DANIEL HUMAIR PART 1

Daniel Humair
Retour sur la carrière d’un grand du jazz (1ère partie)
“Une mémoire d’éléphant”

double ouv humair

Lorsque l’on consulte le site Drummerworld, auquel incombe la délicate mission de répertorier les plus grands batteurs et percussionnistes internationaux qui ont marqué l’histoire de la musique, force est de constater que les batteurs français ou francophones sont peu nombreux : mis à part Christian Vander, André Ceccarelli, Mino Cinélu ou Manu Katché, on trouve effectivement le Suisse Daniel Humair !

Particularité de Daniel : il a dédié la quasi-totalité de sa très longue carrière à l’univers du jazz, en évoluant depuis presque 60 ans aux côtés des plus grands musiciens, emblématiques de cette discipline exigeante. Arrivé à Paris au milieu des années 50, en pleine époque des clubs de jazz (le « jazz à Paris », comme il se plaît à le rappeler), cet amateur d’art (il est lui-même peintre) et de gastronomie est doté d’un physique et d’une carrure à toute épreuve : une « gueule », comme on dit dans le cinéma, tant et si bien qu’il n’aurait pas été incongru de le voir figurer dans un polar français des années 60 ou 70, auprès des défunts Jean Gabin, Lino Ventura ou Bernard Blier. A l’instar de ces derniers, c’est aussi un personnage cultivé, sensible et intelligent. Même s’il se décrit comme peu intéressé par le genre littéraire, son sens aigu de la rhétorique, doublé d’un emploi judicieux de l’art de la métaphore, ont donné naissance à une voix singulière, tranchant de fait avec ce ton consensuel, voire démagogique, employé bien trop souvent par les acteurs culturels du moment. Même lorsque Humair décoiffe par des propos incisifs, la plupart du temps, il ne faut pas prendre cela au premier degré. En fait, le batteur pense et parle comme il joue : tout en nuances et en spontanéité, sur fond de superposition d’idées et de couleurs judicieusement choisies. Chez Humair, que l’on aime ou que l’on déteste, une critique n’est jamais gratuite : elle est là pour faire réfléchir, mettre les choses en perspective et nous bousculer dans nos certitudes, voire pour nous déranger. N’est-ce pas là la marque de tout grand artiste ? A voir les nombreux acteurs du monde artistique qui semblent acquis à la cause du maître, et bien qu’il s’en défende, il y a bel et bien un état d’esprit et une philosophie « humairiens ».

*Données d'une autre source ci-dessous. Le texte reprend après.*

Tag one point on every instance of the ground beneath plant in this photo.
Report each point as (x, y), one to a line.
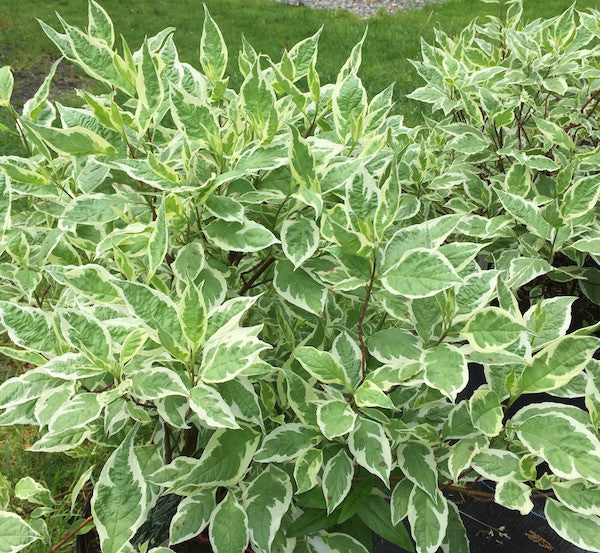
(28, 79)
(363, 8)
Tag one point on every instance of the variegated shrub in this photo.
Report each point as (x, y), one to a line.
(263, 303)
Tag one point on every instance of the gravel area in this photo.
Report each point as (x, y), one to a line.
(364, 8)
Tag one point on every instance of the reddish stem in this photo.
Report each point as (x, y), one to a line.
(363, 361)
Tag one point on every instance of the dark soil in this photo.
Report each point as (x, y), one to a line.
(28, 79)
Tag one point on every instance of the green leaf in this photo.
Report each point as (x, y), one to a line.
(549, 319)
(525, 212)
(225, 458)
(100, 25)
(7, 82)
(456, 539)
(581, 197)
(15, 533)
(212, 409)
(569, 448)
(189, 262)
(240, 237)
(399, 500)
(286, 442)
(370, 447)
(158, 312)
(28, 489)
(76, 413)
(376, 514)
(417, 462)
(445, 369)
(337, 479)
(225, 357)
(213, 50)
(267, 499)
(193, 117)
(420, 273)
(486, 411)
(335, 418)
(349, 107)
(497, 464)
(72, 141)
(337, 543)
(299, 288)
(94, 209)
(307, 468)
(27, 327)
(322, 365)
(5, 202)
(192, 516)
(368, 394)
(228, 529)
(359, 493)
(121, 498)
(302, 166)
(428, 520)
(556, 364)
(514, 495)
(578, 496)
(299, 239)
(492, 329)
(192, 316)
(581, 530)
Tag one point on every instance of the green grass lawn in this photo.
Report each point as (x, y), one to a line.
(271, 28)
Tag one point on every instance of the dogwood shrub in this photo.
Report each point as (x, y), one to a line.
(264, 303)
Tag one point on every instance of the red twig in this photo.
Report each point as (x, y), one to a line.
(363, 361)
(261, 269)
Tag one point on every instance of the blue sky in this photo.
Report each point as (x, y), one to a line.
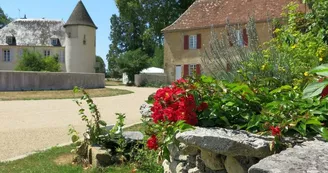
(101, 11)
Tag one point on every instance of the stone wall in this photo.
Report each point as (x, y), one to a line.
(27, 81)
(205, 150)
(142, 79)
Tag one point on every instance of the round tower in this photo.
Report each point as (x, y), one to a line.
(80, 42)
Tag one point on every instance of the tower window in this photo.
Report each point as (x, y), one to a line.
(84, 40)
(54, 41)
(6, 55)
(46, 53)
(10, 40)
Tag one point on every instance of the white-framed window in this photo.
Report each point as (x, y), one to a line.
(46, 53)
(54, 41)
(21, 52)
(84, 40)
(193, 42)
(6, 55)
(192, 69)
(10, 40)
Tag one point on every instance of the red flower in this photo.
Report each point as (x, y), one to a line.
(173, 104)
(275, 131)
(170, 114)
(324, 92)
(152, 143)
(202, 107)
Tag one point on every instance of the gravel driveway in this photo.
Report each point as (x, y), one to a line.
(28, 126)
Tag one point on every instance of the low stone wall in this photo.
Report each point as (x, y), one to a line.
(27, 81)
(156, 78)
(219, 150)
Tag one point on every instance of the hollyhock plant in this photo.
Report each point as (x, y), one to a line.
(275, 131)
(152, 143)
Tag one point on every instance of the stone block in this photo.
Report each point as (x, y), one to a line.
(188, 150)
(100, 157)
(309, 157)
(133, 135)
(233, 166)
(212, 160)
(227, 142)
(194, 170)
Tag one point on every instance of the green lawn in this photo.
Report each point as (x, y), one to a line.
(113, 83)
(58, 160)
(45, 162)
(59, 94)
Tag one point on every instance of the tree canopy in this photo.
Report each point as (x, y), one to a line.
(4, 19)
(100, 65)
(132, 62)
(34, 61)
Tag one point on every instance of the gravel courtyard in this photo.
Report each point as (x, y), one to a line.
(27, 126)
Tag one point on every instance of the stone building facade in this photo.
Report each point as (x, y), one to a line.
(187, 38)
(73, 42)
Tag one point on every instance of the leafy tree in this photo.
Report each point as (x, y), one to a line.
(4, 19)
(138, 26)
(100, 65)
(34, 61)
(317, 18)
(50, 64)
(132, 62)
(161, 13)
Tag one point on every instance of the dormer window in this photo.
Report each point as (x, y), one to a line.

Merci à Philippe Légaré (professeur de batterie et journaliste à Batteur Magazine), Jacky Bourbasquet (batteur professionnel, ex-élève de Daniel Humair et ancien chef de produit Sonor) et Philippe Bertrand (journaliste et animateur à France Inter) qui, par leur participation éclairée, ont permis la réalisation de cette interview.

 

Totalement ambidextre, Daniel Humair excelle par une technique et une indépendance poussées à l’extrême, à partir desquelles il s’est forgé un style original qui s’inscrit de plain-pied dans l’élaboration du jazz moderne, et qui a marqué une rupture dans le paysage musical à l’aube des années 60. Agé de 79 ans et en parfaite santé, Daniel reste très actif, continuant d’évoluer sur les scènes internationales et n’hésitant pas, au passage, à révéler de jeunes talents.

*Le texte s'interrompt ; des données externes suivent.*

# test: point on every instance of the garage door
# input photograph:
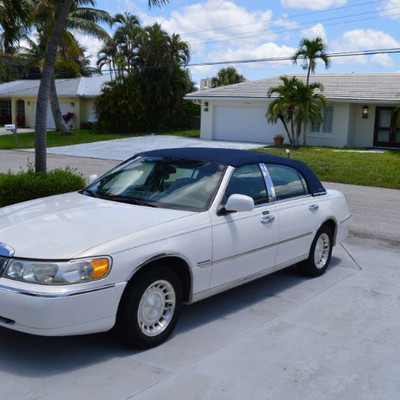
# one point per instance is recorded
(244, 123)
(64, 107)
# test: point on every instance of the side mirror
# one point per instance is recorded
(92, 178)
(239, 203)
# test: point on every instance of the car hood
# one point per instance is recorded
(64, 226)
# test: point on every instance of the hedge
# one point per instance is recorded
(22, 186)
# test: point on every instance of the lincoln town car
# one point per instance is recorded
(163, 229)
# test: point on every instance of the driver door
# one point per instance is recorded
(244, 243)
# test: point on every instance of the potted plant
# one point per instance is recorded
(278, 140)
(20, 120)
(67, 119)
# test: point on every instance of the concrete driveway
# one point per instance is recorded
(280, 337)
(121, 149)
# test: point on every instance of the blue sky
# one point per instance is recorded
(230, 30)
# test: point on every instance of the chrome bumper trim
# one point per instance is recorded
(346, 219)
(54, 295)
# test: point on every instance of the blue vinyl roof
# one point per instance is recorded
(238, 158)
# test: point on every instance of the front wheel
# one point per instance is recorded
(320, 254)
(149, 309)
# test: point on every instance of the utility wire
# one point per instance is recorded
(289, 16)
(289, 58)
(249, 34)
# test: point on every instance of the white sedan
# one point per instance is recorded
(164, 228)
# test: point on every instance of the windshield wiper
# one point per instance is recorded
(129, 200)
(90, 193)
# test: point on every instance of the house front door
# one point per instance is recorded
(387, 130)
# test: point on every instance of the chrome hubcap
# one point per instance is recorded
(321, 252)
(156, 308)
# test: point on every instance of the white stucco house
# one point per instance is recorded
(360, 112)
(75, 95)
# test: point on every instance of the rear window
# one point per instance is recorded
(287, 181)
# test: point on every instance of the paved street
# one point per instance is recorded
(281, 337)
(373, 209)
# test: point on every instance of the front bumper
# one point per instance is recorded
(58, 311)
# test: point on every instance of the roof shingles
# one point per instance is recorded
(378, 87)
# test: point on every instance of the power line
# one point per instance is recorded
(289, 16)
(299, 27)
(289, 58)
(354, 53)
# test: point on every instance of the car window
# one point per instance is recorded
(248, 180)
(161, 182)
(287, 181)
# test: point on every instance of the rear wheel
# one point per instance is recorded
(149, 309)
(320, 254)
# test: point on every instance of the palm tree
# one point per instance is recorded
(296, 102)
(44, 88)
(227, 76)
(310, 51)
(80, 18)
(15, 18)
(48, 69)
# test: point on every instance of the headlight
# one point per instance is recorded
(57, 273)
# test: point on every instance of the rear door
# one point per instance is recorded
(298, 213)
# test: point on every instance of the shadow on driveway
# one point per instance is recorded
(37, 356)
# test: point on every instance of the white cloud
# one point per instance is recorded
(315, 31)
(365, 39)
(314, 4)
(266, 50)
(215, 20)
(391, 9)
(92, 45)
(383, 60)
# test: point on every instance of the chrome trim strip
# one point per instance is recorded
(203, 264)
(261, 248)
(268, 183)
(55, 295)
(230, 285)
(6, 250)
(346, 219)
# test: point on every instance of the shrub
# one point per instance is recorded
(29, 185)
(87, 125)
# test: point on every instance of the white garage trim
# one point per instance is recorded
(243, 123)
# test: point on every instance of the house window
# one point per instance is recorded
(326, 123)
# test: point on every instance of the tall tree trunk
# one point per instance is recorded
(55, 109)
(44, 88)
(306, 121)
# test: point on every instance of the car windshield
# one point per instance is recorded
(160, 182)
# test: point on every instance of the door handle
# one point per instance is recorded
(267, 219)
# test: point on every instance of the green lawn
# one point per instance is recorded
(367, 169)
(78, 136)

(Propos recueillis le 3 avril 2017)

Le style, les styles, l’histoire du jazz, la personnalité

D’après vous, qui avez vécu différentes époques musicales, à partir de quel moment le style de batterie jazz a-t-il évolué vers ce que l’on a coutume d’appeler le « jazz moderne », avec tous les changements qui se sont imposés, comme la modification du drive de cymbale ?
Tout cela a toujours dépendu des musiciens avec lesquels j’ai pu jouer, parce qu’on ne peut pas mettre un tissu écossais à rayures avec quelque chose d’inapproprié. Je me suis plutôt adapté, au fil du temps, à tous les musiciens avec lesquels j’ai pu jouer, tout en étant tout de même porté sur le tempo et la qualité du swing. On peut swinguer avec tempo sous-entendu ou tempo plus assis. Tout cela est une question d’articulation juste. Si on n’a pas écouté Armstrong, on ne pourra pas jouer dans le style de Sonny Rollins.

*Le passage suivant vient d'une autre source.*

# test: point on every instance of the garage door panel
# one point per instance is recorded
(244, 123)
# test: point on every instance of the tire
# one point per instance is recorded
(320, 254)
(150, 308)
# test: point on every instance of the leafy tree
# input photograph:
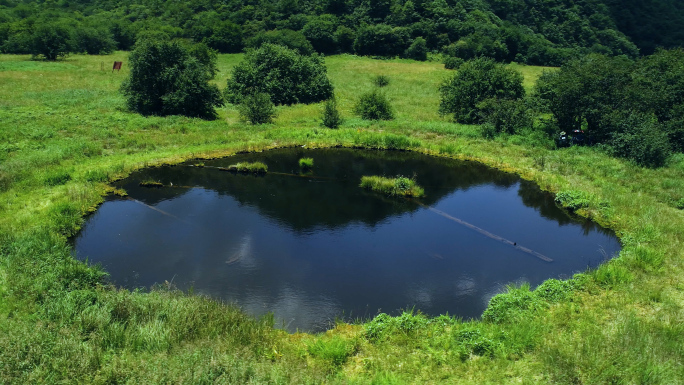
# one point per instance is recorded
(93, 41)
(417, 50)
(285, 75)
(476, 81)
(374, 105)
(584, 92)
(165, 79)
(51, 41)
(381, 40)
(291, 39)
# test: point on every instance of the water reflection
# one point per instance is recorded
(315, 247)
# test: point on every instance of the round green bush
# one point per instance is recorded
(374, 106)
(285, 75)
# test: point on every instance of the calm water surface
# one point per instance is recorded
(312, 247)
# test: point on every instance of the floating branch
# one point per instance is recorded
(486, 233)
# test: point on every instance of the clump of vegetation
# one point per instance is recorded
(417, 50)
(476, 81)
(306, 163)
(335, 350)
(151, 183)
(331, 115)
(249, 167)
(573, 199)
(381, 80)
(399, 186)
(453, 62)
(257, 108)
(287, 76)
(374, 105)
(166, 79)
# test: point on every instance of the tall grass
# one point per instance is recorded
(64, 133)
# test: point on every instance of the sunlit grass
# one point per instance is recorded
(64, 133)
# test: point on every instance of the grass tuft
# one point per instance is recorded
(399, 186)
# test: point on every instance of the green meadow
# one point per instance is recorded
(65, 133)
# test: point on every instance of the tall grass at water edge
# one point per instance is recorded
(64, 133)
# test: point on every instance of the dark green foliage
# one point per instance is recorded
(476, 81)
(320, 31)
(50, 41)
(93, 41)
(381, 40)
(374, 105)
(257, 108)
(291, 39)
(452, 62)
(417, 50)
(285, 75)
(584, 91)
(639, 138)
(331, 115)
(165, 79)
(381, 80)
(505, 115)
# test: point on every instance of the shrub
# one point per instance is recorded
(476, 81)
(641, 139)
(331, 116)
(287, 38)
(51, 41)
(374, 106)
(452, 62)
(257, 109)
(381, 80)
(166, 79)
(417, 50)
(285, 75)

Vous avez tourné en Allemagne dans les années 70-80 avec le guitariste Attila Zoller. C’est pour moi un exemple que l’on peut qualifier de « jazz moderne »…
Pour moi il y a jazz ou pas jazz. Il y en a qui sont modernes encore aujourd’hui et d’autres qui n’étaient plus modernes le lendemain de l’enregistrement. Je préfère parler de jazz intemporel. Je connais bien le jazz depuis le début, du New Orleans jusqu’à aujourd’hui. Je maîtrise bien la question. Je savais exactement où me situer quand j’allais travailler avec Attila Zoller. Dans ce cas, on était plus dans la direction free d’Europe de l’Est. J’essaye surtout de m’adapter aux contrebassistes : des fois ça colle parfaitement, et d’autres fois il faut un peu aller contre, car on ne trouve pas la communication souhaitée. C’est un peu comme si l’on doit rajouter un peu de citron pour atténuer la fadeur.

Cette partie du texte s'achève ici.